Dr. Santarelli’s team conducted a series of experiments.Santarelli They subjected mice to a daily stress (restraint). From previous research,
it is well known that if mice are injected with the antidepressant fluoxetine (Prozac), they do not show the mouse equivalent of depression when subjected to stress. But in this work, Santarelli’s group took that result one step further: they showed that Prozac also protected the mice from a decrease in hippocampal neurogenesis.

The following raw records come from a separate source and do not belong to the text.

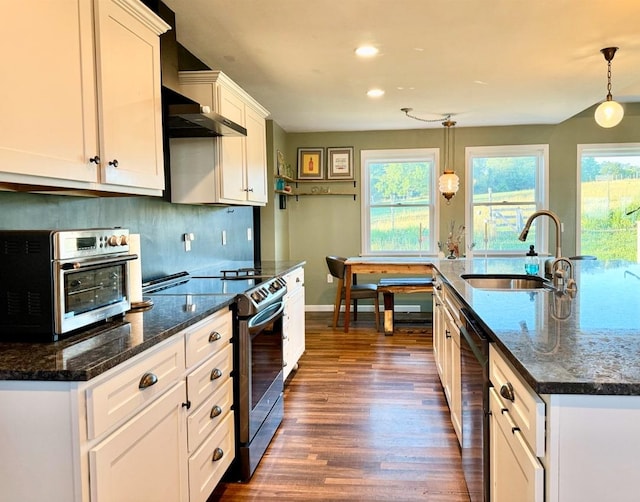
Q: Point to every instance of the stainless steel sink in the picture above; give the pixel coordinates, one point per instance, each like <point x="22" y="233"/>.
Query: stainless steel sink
<point x="507" y="281"/>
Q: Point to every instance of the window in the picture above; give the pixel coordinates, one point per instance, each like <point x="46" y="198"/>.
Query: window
<point x="608" y="194"/>
<point x="507" y="184"/>
<point x="399" y="201"/>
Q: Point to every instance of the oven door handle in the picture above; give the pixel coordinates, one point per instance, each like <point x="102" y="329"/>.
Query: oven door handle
<point x="79" y="265"/>
<point x="267" y="316"/>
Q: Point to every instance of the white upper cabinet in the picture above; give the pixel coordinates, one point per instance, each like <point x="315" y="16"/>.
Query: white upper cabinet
<point x="221" y="170"/>
<point x="81" y="98"/>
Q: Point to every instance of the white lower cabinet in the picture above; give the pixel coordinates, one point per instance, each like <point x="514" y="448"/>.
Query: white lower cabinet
<point x="146" y="458"/>
<point x="446" y="348"/>
<point x="293" y="326"/>
<point x="211" y="431"/>
<point x="159" y="427"/>
<point x="516" y="435"/>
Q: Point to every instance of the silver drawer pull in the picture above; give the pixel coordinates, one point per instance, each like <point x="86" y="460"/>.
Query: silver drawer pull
<point x="506" y="391"/>
<point x="217" y="454"/>
<point x="147" y="380"/>
<point x="215" y="411"/>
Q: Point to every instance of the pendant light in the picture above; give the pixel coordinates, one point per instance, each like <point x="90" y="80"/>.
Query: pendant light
<point x="449" y="182"/>
<point x="609" y="113"/>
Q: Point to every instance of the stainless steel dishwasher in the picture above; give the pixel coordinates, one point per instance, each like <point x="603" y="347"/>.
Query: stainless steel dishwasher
<point x="474" y="379"/>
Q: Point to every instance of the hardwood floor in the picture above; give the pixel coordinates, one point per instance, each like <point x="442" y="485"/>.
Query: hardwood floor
<point x="365" y="419"/>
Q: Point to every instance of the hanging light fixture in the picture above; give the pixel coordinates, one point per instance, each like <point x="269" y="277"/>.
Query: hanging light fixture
<point x="609" y="113"/>
<point x="449" y="182"/>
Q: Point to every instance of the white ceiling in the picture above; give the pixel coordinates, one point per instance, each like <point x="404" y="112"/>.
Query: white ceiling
<point x="498" y="62"/>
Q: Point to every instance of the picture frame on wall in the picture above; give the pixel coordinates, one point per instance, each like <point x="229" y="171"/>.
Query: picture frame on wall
<point x="282" y="168"/>
<point x="340" y="163"/>
<point x="310" y="163"/>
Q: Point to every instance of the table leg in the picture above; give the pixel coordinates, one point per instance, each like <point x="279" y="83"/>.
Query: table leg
<point x="347" y="297"/>
<point x="388" y="312"/>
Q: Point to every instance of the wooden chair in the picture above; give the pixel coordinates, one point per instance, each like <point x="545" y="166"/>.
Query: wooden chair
<point x="358" y="291"/>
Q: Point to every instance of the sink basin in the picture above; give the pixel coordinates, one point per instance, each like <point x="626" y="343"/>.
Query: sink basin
<point x="506" y="281"/>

So far, then, we have the following results:
|Stress Plus Prozac||Normal||Normal|
Then they took the work yet one more step: they gave another set of mice a dose of x-rays to the brain, as well as fluoxetine, before they were stressed. The x-rays were strong enough to kill the new neurons in the hippocampus. The result: these mice became depressed. Fluoxetine did not protect them, as it did the mice who had not received the x-ray treatment.
So now we have:
|Stress Plus Prozac||Normal||Normal|
|Stress + x-ray + Prozac||Depressed||(decreased by the x-rays)|
Here then is the key result: without neurogenesis in the hippocampus, there was no protective effect from the antidepressant. The implication is that antidepressants work by promoting neurogenesis. When that mechanism in the brain was blocked (in this case by x-ray treatment, before the animal went through the stress), the antidepressant–which had been very effective in other mice not receiving x-rays — was not effective.